Experimental and Numerical Analyses of Particle Shape Effects on the Mechanical Behavior of Particulate Packs Under Different Loading Conditions

This combined experimental and numerical study examines the effects of different particle shapes on the mechanical behavior of particulate packs under vertical and shear loading conditions. Laboratory oedometer tests (ODT) and direct shear tests (DST) performed on 3D-printed polylactic acid (PLA) spherical particles provide data for calibrating the three-dimensional discrete element method (DEM) models implemented in the particle flow code (PFC3D). This study links the micro–macro behavior to gain insights into the mechanical behavior of different particle shapes, focusing on stress–strain relationships, volumetric and permeability changes, and the evolution of contact networks. The calibrated models compare spherical and non-spherical particles with varying aspect ratios. Results show that interlocking, alignment, and rolling tendencies control particle behavior under different loading conditions.
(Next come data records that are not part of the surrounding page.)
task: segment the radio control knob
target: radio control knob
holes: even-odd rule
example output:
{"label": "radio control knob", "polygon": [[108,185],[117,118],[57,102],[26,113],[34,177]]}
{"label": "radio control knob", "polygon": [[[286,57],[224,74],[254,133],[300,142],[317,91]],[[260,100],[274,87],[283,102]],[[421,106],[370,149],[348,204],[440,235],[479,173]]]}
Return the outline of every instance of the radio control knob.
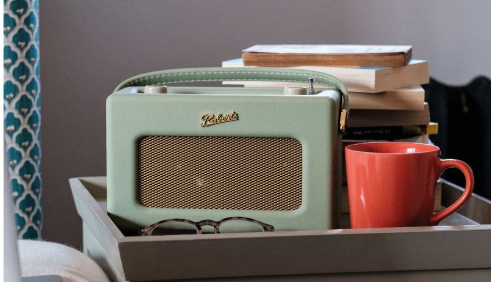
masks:
{"label": "radio control knob", "polygon": [[164,94],[167,93],[166,85],[146,85],[144,93],[148,94]]}

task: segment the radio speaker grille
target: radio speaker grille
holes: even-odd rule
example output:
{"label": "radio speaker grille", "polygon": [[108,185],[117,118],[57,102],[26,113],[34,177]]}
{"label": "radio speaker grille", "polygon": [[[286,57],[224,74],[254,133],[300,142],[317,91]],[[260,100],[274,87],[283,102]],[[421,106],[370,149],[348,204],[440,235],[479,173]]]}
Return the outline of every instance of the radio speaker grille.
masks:
{"label": "radio speaker grille", "polygon": [[152,207],[289,210],[302,203],[302,146],[291,138],[149,136],[139,197]]}

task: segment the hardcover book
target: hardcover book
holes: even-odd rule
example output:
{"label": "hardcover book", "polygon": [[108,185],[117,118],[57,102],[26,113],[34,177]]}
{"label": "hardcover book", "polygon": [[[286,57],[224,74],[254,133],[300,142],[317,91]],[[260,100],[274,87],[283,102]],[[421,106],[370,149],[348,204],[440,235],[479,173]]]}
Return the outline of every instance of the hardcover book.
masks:
{"label": "hardcover book", "polygon": [[334,44],[256,45],[242,50],[246,66],[397,66],[412,57],[412,46]]}
{"label": "hardcover book", "polygon": [[[222,62],[223,67],[256,67],[245,66],[241,58],[227,60]],[[429,82],[429,63],[423,60],[411,60],[408,64],[401,66],[317,66],[303,65],[286,67],[315,70],[329,74],[340,79],[349,91],[377,93],[384,91],[425,84]],[[223,84],[243,85],[245,87],[284,87],[285,86],[306,86],[297,83],[248,81],[224,82]],[[315,87],[323,88],[315,81]]]}

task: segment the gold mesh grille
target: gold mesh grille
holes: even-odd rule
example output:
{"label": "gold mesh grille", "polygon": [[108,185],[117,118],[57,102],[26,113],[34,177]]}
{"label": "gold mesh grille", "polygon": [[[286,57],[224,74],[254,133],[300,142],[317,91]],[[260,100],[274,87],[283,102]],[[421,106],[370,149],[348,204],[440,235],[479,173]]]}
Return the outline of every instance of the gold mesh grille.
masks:
{"label": "gold mesh grille", "polygon": [[302,146],[295,139],[150,136],[138,152],[146,206],[289,210],[302,203]]}

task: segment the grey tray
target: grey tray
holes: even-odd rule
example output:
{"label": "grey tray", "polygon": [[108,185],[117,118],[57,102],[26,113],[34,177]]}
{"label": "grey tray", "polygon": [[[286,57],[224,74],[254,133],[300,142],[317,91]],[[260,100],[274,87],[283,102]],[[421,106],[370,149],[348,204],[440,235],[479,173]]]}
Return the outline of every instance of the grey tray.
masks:
{"label": "grey tray", "polygon": [[[141,237],[107,215],[105,177],[70,183],[84,251],[113,281],[490,280],[490,202],[475,195],[439,226]],[[444,205],[461,192],[442,187]]]}

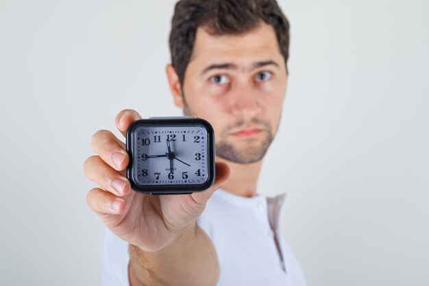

Spherical particles show the lowest compressibility under plane strain loading and the least shear strength, post-peak softening, and dilation under shear, due to their ability to roll and rearrange. Non-spherical particles show higher compressibility under plane strain conditions and higher shear strength with strain-hardening and higher contraction under direct shear, driven by alignment, interlocking, and restricted rotation. The approximate permeability analysis reveals that the higher compressibility of non-spherical packs results in a greater reduction in permeability compared to spherical packs.